L’AVIS DU « MONDE » – À NE PAS MANQUER
1918. Edward Abbott, un jeune fonctionnaire britannique en poste à Rangoon, apprend que Molly, avec qui il est fiancé depuis huit ans, compte le rejoindre. Il décide de partir et entame un voyage qui le mènera de la Birmanie à la Chine en passant par les Philippines, le Japon et le Vietnam. La jeune femme, refusant de croire qu’il s’est enfui pour échapper au mariage, part à sa recherche, suivant méticuleusement ses traces dans les lieux où il est passé. Pour les deux Occidentaux, chaque voyage est parsemé de rencontres inattendues, celle d’un milliardaire américain rude qui tombe soudain amoureux de Molly, celle d’un vieux consul accro à l’opium ou celle d’un prêtre catholique qui a perdu la foi, par exemple.
Le scénario, même si l’écrivain britannique n’est pas mentionné au générique, est l’adaptation d’une très courte nouvelle de Somerset Maugham (1874-1965), une de ces histoires teintées d’ironie mélancolique sur fond de colonialisme conscient de sa propre vanité. et sa finitude. Cependant, s’il fallait raconter “de quoi parle le nouveau film de Miguel Gomes” – le retour au cinéma après le choc qu’a été, en 2015, sa trilogie Les mille et une nuits Alors Le journal de Tuoatourné pendant le confinement, en 2020 – c’est peut-être ainsi qu’il serait possible de le faire.
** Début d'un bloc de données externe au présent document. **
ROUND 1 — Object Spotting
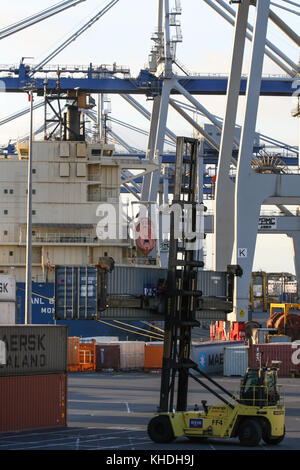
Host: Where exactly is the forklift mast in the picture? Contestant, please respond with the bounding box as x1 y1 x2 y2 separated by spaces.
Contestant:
159 137 204 412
Sans pouvoir explorer une expérience formelle et sensible qui n’a pas de véritable équivalent dans le cinéma d’aujourd’hui.
Casse-tête conceptuel
Il s’agissait à l’origine d’images documentaires prises par Gomes et son équipe lors d’un voyage en Asie du Sud-Est, tournées sans scénario préconçu et filmées interrompues par la pandémie de Covid-19. Dès l’arrivée, la redistribution discursive du matériau est alors mise au service d’un récit original. À moins que le contraire ne se produise, c’est-à-dire la recomposition d’une intrigue romantique en s’adaptant à des images préexistantes. Grande torsionqui a remporté le prix de la meilleure réalisation au Festival de Cannes, est une histoire tragi-comique, picaresque et épique, autant qu’un mélange de sensations, un voyage géographique et mental, un puzzle conceptuel. A mi-chemin du récit, l’histoire nous replonge en changeant de personnage principal, passant de l’homme en fuite à la jeune femme têtue, de la fuite à la recherche, du présent au passé.
En alternant le noir et blanc et la couleur, les séquences de studio, dans lesquelles les acteurs évoluent au cœur d’un espace volontairement artificiel, et celles tournées aujourd’hui dans les mêmes lieux par lesquels seraient vraisemblablement passés les protagonistes, le cinéaste tripote délibérément une image objet filmique déroutant. Les voyages entrepris par Edward Abbott et Molly sont racontés par différentes voix hors écran, chacune avec sa propre musicalité, dans la langue du pays traversé. Le spectateur est ainsi invité à faire un tour sur la petite grande roue (il en existe une, particulièrement artisanale, actionnée à la main, filmée métaphoriquement dès les premières minutes) sur les sentiments irréconciliables des personnages, sur le déni de la jeune femme et, peut-être, l’immaturité anxieuse de son petit ami.